본 발명에 따른 탐색 프로세스는 현재 파티클 집합

와 그 구조적 특성을 반영할 수 있도록 탐색 프로세스에 탐색 바이어스를 적용할 수 있다. 여기에서, 적합도를 계산하는 것을 수식으로 나타내면, 도 2의 수식(4) 또는 아래의 [수학식 5]로 표현될 수 있다.The search process according to the present invention is the current particle set

The search bias can be applied to the search process to reflect the and its structural characteristics. Here, when the calculation of the goodness of fit is represented by a formula, it can be represented by the formula (4) of FIG. 2 or the following [Equation 5].

적합도를 계산하는 [수학식 5]는 세 가지 하위 기준으로 구성된다.

는 파티클 하나를 구성하는 노드간의 거리를 평가한다. 파티클 하나를 구성하는 노드 간의 거리가 너무 클 경우 프레임이 변할 때 파티클 노드의 일부 노드가 사라질 가능성이 있기 때문에 해당 파티클이 충분히 견고하지 않을 가능성이 있다. 그러므로

는 파티클 하나를 구성하는 노드의 평균 거리가 짧은 파티클을 더욱 선호하도록 할 수 있다.

는 파티클 하나의 이미지 표현 능력을 나타낸다.

는 페널티를 의미한다. 만약 어느 한 파티클이 너무 많은 노드를 지니고 있다면 파티클이 너무 자세한 정보를 보유하고 있을 가능성이 있다. 보다 개괄적인 표현 수준을 유지하기 위하여 본 발명은 구성 노드의 수가 적은 파티클을 보다 적극적으로 이용할 수 있다. 협력적인 방식으로 파티클 집합이 이미지를 표현하기 때문에 도 2에 도시된 식 (5)는 파티클 집합

의 함수이다. 반면 적합도는 개별 크로모좀에 적용되기 때문에 식 4는 파티클의

함수이다.Equation 5, which calculates the goodness of fit, consists of three sub-criteria.

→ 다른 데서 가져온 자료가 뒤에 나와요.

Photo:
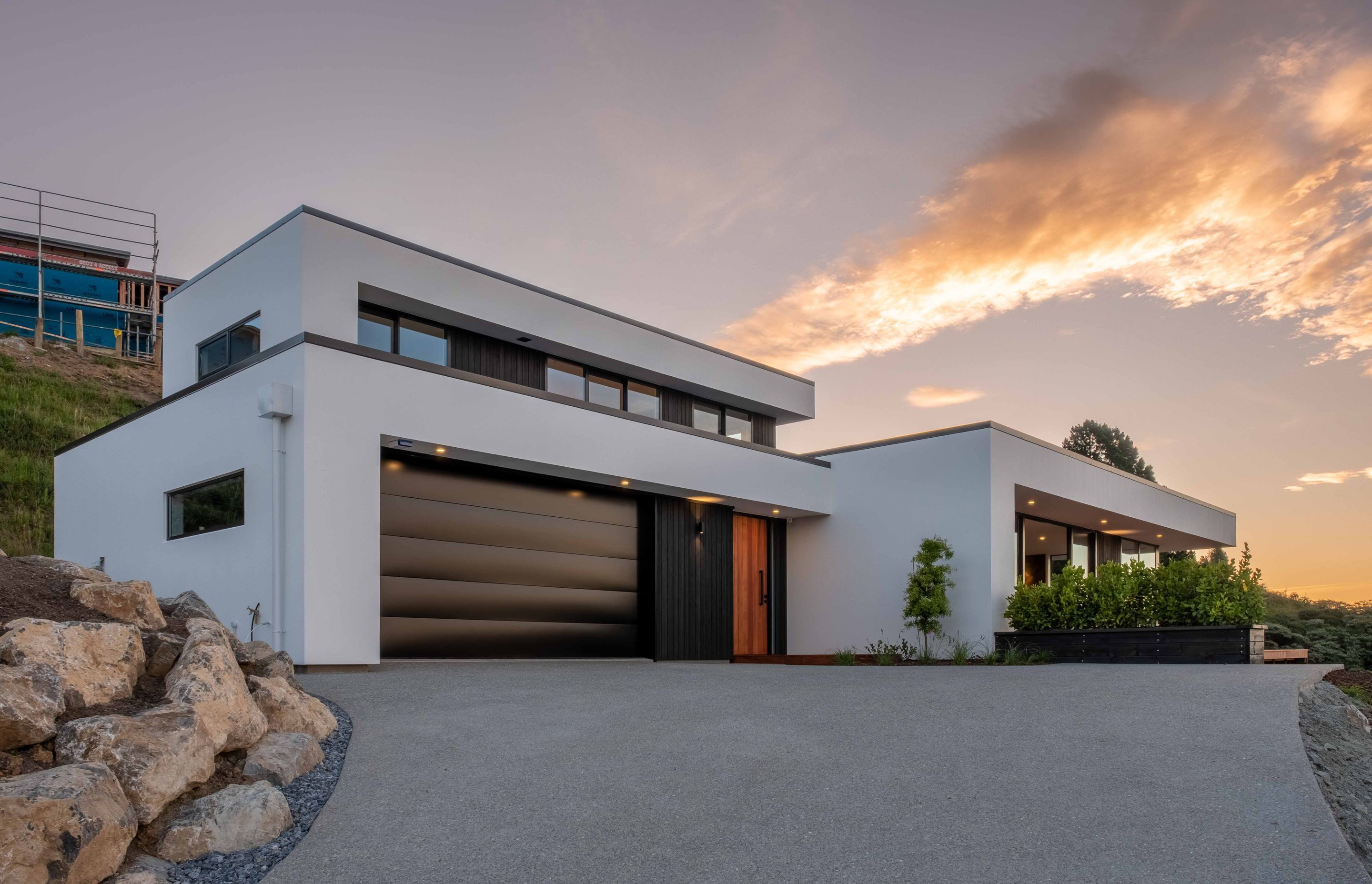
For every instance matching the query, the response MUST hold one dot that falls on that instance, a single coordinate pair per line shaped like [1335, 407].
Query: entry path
[689, 772]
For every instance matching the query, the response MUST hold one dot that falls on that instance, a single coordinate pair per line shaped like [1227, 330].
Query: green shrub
[1183, 592]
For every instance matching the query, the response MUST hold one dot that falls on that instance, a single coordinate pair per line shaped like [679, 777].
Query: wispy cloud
[938, 397]
[1334, 478]
[1259, 198]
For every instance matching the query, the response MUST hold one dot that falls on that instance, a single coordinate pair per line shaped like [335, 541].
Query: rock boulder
[290, 709]
[236, 817]
[30, 699]
[162, 651]
[68, 824]
[97, 662]
[279, 758]
[131, 602]
[66, 569]
[186, 607]
[155, 755]
[208, 677]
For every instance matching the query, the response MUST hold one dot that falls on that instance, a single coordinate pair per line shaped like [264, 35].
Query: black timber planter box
[1149, 644]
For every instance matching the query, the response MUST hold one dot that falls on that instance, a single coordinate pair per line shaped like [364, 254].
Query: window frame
[228, 348]
[194, 486]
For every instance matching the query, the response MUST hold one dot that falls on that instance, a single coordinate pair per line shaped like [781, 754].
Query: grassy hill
[46, 401]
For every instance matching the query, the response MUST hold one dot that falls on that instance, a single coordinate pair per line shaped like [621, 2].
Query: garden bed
[1150, 644]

Evaluates the distance between nodes that make up a particle. If the distances between the nodes that make up a particle are too large, it is possible that the particles will not be strong enough because some nodes of the particle node will disappear when the frame changes. therefore

May further favor particles having a short average distance of nodes constituting one particle.

Represents the ability of the particle to represent one image.

Means penalty. If a particle has too many nodes, it is possible that the particle has too much information. In order to maintain a more general presentation level, the present invention can more actively use particles having a small number of configuration nodes. Since the particle set represents an image in a cooperative manner, equation (5) shown in FIG.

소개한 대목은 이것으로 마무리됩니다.